In February 2011, SaskCulture moved into its new office space at #404 – 2125 11th Avenue in the Cornwall Professional Building and due to its growth, added additional space in 2015. From 2011-13, the new space also housed artsVest, a program developed by Business for the Arts Canada, which provided a matching incentive and sponsorship training designed to stimulate business sponsorship and corporate engagement in arts and culture.
By 2011 - 2012, the Saskatchewan Lotteries Trust Fund began to experience unprecedented growth. The large jackpots of $50 million in the Lotto Max, roll-overs and other new games contributed to growing revenues that were able to go back into the community. Organizations began receiving regular increases over this period for salaries and special, one-time projects or activities. Funding blocks were increased and two new funding programs came into existence: the Municipal Cultural Engagement and Planning Grant in 2011, and the Culture Days Funding Assistance Fund in 2012. In 2011, SaskCulture had record-breaking levels of requests for the Aboriginal Arts and Culture Leadership (AACL) grant, with over $460,000 dollars requested from 20 eligible applications.
The Municipal Cultural Engagement and Planning Grant was introduced in 2011 to encourage municipalities to invest in cultural engagement and cultural planning. This matching grant was designed to support Saskatchewan municipalities in an effort to explore and plan for the creative and cultural potential of their communities. In its first intake, 18 municipalities applied for funding and 13 applicants were successful, varying in size from Saskatoon to Val Marie. The grant’s popularity grew in 2012, with increased interest from communities, not necessarily municipalities. In 2016, SaskCulture changed the name of the grant to Community Cultural Engagement and Planning Grant to better reflect the intended use of the program. Some communities were able to use the CCEP grant in conjunction with the provincial government’s Main Street Program. Municipalities such as Maple Creek, North Battleford, Saskatoon, and a regional partnership that included Indian Head, Fort Qu’Appelle, Katepwa and Wolseley, were all successful in using the funds to engage community in cultural planning discussions. SaskCulture took on the administration of the Main Street Program, on behalf of the government, from 2012 to 2016, prior to it being eliminated after the 2016/17 provincial budget cuts.
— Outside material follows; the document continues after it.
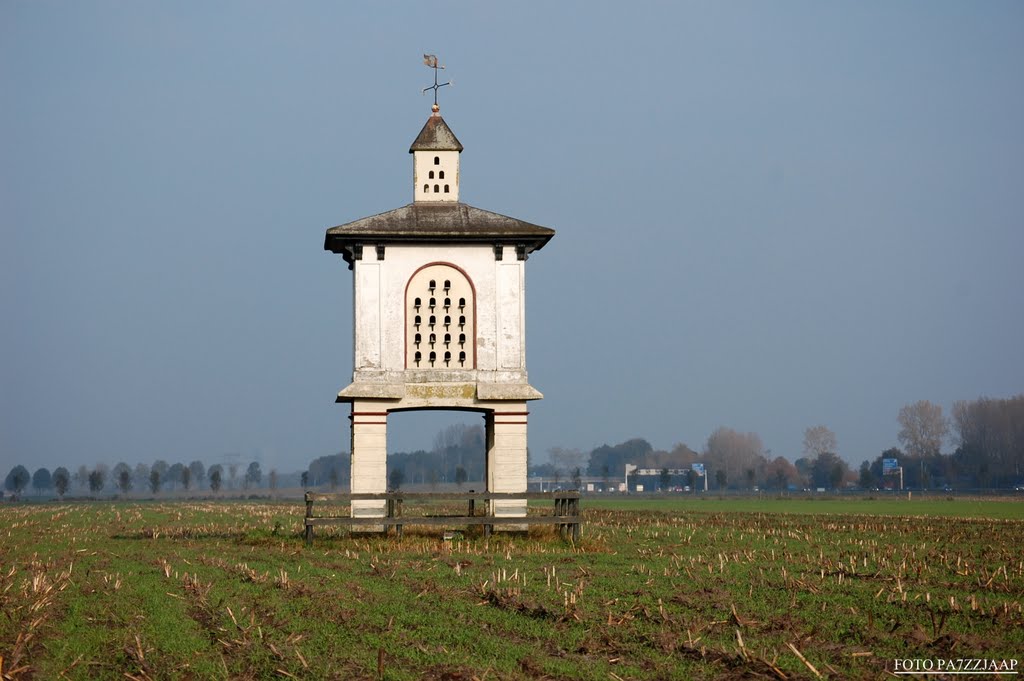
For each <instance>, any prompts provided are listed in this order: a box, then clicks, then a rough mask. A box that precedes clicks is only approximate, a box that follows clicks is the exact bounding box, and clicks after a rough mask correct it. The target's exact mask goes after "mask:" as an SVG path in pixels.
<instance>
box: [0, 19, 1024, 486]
mask: <svg viewBox="0 0 1024 681" xmlns="http://www.w3.org/2000/svg"><path fill="white" fill-rule="evenodd" d="M424 52H433V53H437V54H438V55H439V56H440V59H441V61H442V62H443V63H445V65H446V66H447V71H446V72H445V73H446V76H447V77H449V78H451V79H452V80H454V82H455V85H454V87H451V88H444V90H442V91H441V94H440V101H441V107H442V114H443V115H444V118H445V121H446V122H447V123H449V125H450V126H451V127H452V128H453V130H454V131H455V132H456V134H457V135H458V136H459V138H460V140H461V141H462V142H463V144H464V145H465V147H466V151H465V152H464V154H463V158H462V182H461V184H462V199H463V201H465V202H466V203H469V204H471V205H474V206H478V207H480V208H485V209H487V210H493V211H496V212H499V213H505V214H508V215H513V216H515V217H519V218H522V219H525V220H529V221H531V222H536V223H539V224H544V225H547V226H551V227H553V228H555V229H557V230H558V233H557V236H556V237H555V239H554V240H553V241H552V242H551V243H550V244H549V245H548V246H547V247H546V248H545V249H544V250H543V251H542V252H540V253H537V254H536V255H535V256H532V257H531V258H530V261H529V263H528V265H527V363H528V369H529V372H530V379H531V383H532V384H534V385H536V386H537V387H538V388H540V389H541V390H542V391H544V392H545V395H546V398H545V399H544V400H543V401H541V402H535V403H534V405H532V406H531V416H530V448H531V451H532V453H534V455H535V457H543V456H544V453H545V452H546V451H547V450H548V449H550V448H552V446H566V448H580V449H584V450H589V449H591V448H593V446H595V445H599V444H602V443H605V442H608V443H613V442H618V441H622V440H625V439H628V438H630V437H637V436H642V437H646V438H647V439H649V440H650V441H651V443H652V444H653V445H654V446H655V448H659V449H668V448H671V446H672V445H673V444H675V443H676V442H685V443H687V444H689V445H690V446H691V448H694V449H700V448H701V446H702V444H703V442H705V441H706V440H707V437H708V436H709V435H710V434H711V433H712V432H713V431H714V430H715V429H716V428H717V427H719V426H722V425H725V426H729V427H732V428H735V429H737V430H741V431H754V432H757V433H759V434H760V435H761V437H762V439H763V441H764V443H765V446H766V448H768V449H770V450H771V451H772V454H773V456H775V455H783V456H786V457H787V458H790V459H791V460H794V459H796V458H798V457H799V456H801V446H802V438H803V433H804V429H805V428H807V427H808V426H813V425H817V424H823V425H826V426H828V427H829V428H831V429H833V430H834V431H835V432H836V433H837V435H838V437H839V449H840V454H841V455H842V456H843V457H845V458H846V459H847V460H849V461H851V462H852V463H854V464H856V463H859V462H860V461H862V460H863V459H867V458H873V457H876V456H877V455H878V454H879V453H880V452H882V451H883V450H884V449H886V448H888V446H891V445H893V444H896V433H897V430H898V425H897V423H896V415H897V413H898V411H899V409H900V407H902V406H903V405H905V403H908V402H911V401H916V400H919V399H930V400H932V401H936V402H938V403H940V405H942V406H943V407H944V408H945V409H946V410H948V409H949V408H950V407H951V405H952V402H953V401H954V400H957V399H972V398H975V397H978V396H980V395H988V396H993V397H999V396H1011V395H1014V394H1018V393H1020V392H1021V391H1024V360H1022V350H1021V348H1024V314H1022V312H1021V308H1022V304H1021V294H1022V292H1024V266H1022V261H1021V254H1022V253H1024V123H1022V122H1024V88H1022V87H1021V74H1024V5H1022V4H1021V3H1019V2H986V3H964V2H948V3H947V2H931V1H929V2H901V3H884V2H867V3H852V2H850V3H817V2H806V3H804V2H780V3H744V2H736V3H711V2H699V3H668V2H666V3H653V2H652V3H630V4H629V6H627V4H626V3H611V2H578V3H568V2H566V3H540V2H527V3H502V4H500V5H499V4H495V3H458V2H430V3H422V2H418V3H367V4H364V5H355V4H353V3H327V2H324V3H317V2H307V3H289V4H286V3H260V2H257V3H250V2H237V3H236V2H217V3H200V2H184V3H156V2H137V3H125V2H82V3H67V2H45V1H42V2H20V1H10V0H8V1H7V2H3V3H0V91H2V92H3V101H4V104H3V107H0V233H2V238H3V247H2V248H0V320H2V324H0V386H2V387H0V473H2V474H5V473H6V471H7V470H9V468H10V467H11V466H13V465H15V464H18V463H24V464H26V465H27V466H28V467H29V468H30V469H34V468H35V467H37V466H48V467H51V468H52V467H55V466H57V465H78V464H79V463H85V464H88V465H91V464H93V463H96V462H97V461H104V462H106V463H110V464H114V463H116V462H118V461H126V462H129V463H135V462H139V461H142V462H150V461H153V460H154V459H157V458H164V459H167V460H170V461H191V460H194V459H203V460H204V461H207V462H208V463H212V462H215V461H218V460H220V459H222V458H223V457H224V456H225V455H226V454H228V453H241V454H242V455H243V457H245V458H247V459H248V458H257V459H259V460H260V461H261V462H262V463H263V465H264V467H265V468H269V467H278V468H280V469H282V470H300V469H302V468H304V467H305V465H306V463H307V462H308V461H309V460H310V459H312V458H315V457H318V456H324V455H327V454H331V453H334V452H338V451H340V450H344V449H347V441H348V436H347V419H346V416H347V412H346V409H345V408H343V407H340V406H336V405H334V403H333V397H334V394H335V393H336V392H337V390H338V389H339V388H341V387H343V386H344V385H346V384H347V382H348V379H349V377H350V372H351V282H350V273H349V272H348V270H347V269H346V267H345V265H344V263H343V262H342V261H341V259H340V257H337V256H334V255H332V254H329V253H327V252H324V251H323V250H322V248H323V236H324V230H325V229H326V228H327V227H329V226H332V225H335V224H339V223H343V222H347V221H349V220H352V219H356V218H358V217H362V216H366V215H371V214H374V213H378V212H381V211H384V210H388V209H391V208H395V207H398V206H401V205H404V204H407V203H409V202H410V201H411V200H412V182H411V180H412V158H411V157H410V156H409V154H408V148H409V144H410V143H411V141H412V140H413V139H414V138H415V136H416V134H417V132H418V131H419V129H420V127H421V126H422V125H423V122H424V120H425V119H426V117H427V116H428V115H429V105H430V102H431V99H430V97H429V96H424V95H421V93H420V89H421V88H423V87H424V86H426V85H428V84H429V83H430V82H431V80H430V79H431V74H430V71H429V70H428V69H426V68H425V67H423V66H422V60H421V55H422V54H423V53H424ZM463 418H469V422H470V423H475V422H476V420H475V419H476V417H462V416H456V417H451V418H449V419H445V417H443V416H439V415H436V414H431V415H429V416H426V415H401V416H398V417H395V418H393V419H392V423H391V428H390V434H389V446H390V448H391V449H392V450H411V449H418V448H420V446H423V448H429V446H430V445H431V443H432V440H433V436H434V433H435V432H436V431H437V430H438V429H439V428H441V427H442V426H443V425H445V424H446V423H450V422H452V421H453V420H454V421H460V420H462V419H463ZM947 450H948V448H947Z"/></svg>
After completing an Adjudication Review in September 2011, SaskCulture launched a new adjudication model for its SaskCulture-delivered funding programs. SaskCulture received almost 50 applications from a Call for Jury members. Selected jurors then underwent an orientation/training session in October 2011 and formed a pool of jurors that could be called upon to adjudicate SaskCulture’s grants moving forward. SaskCulture was very pleased that over 40% of this first jury pool were of Indigenous descent.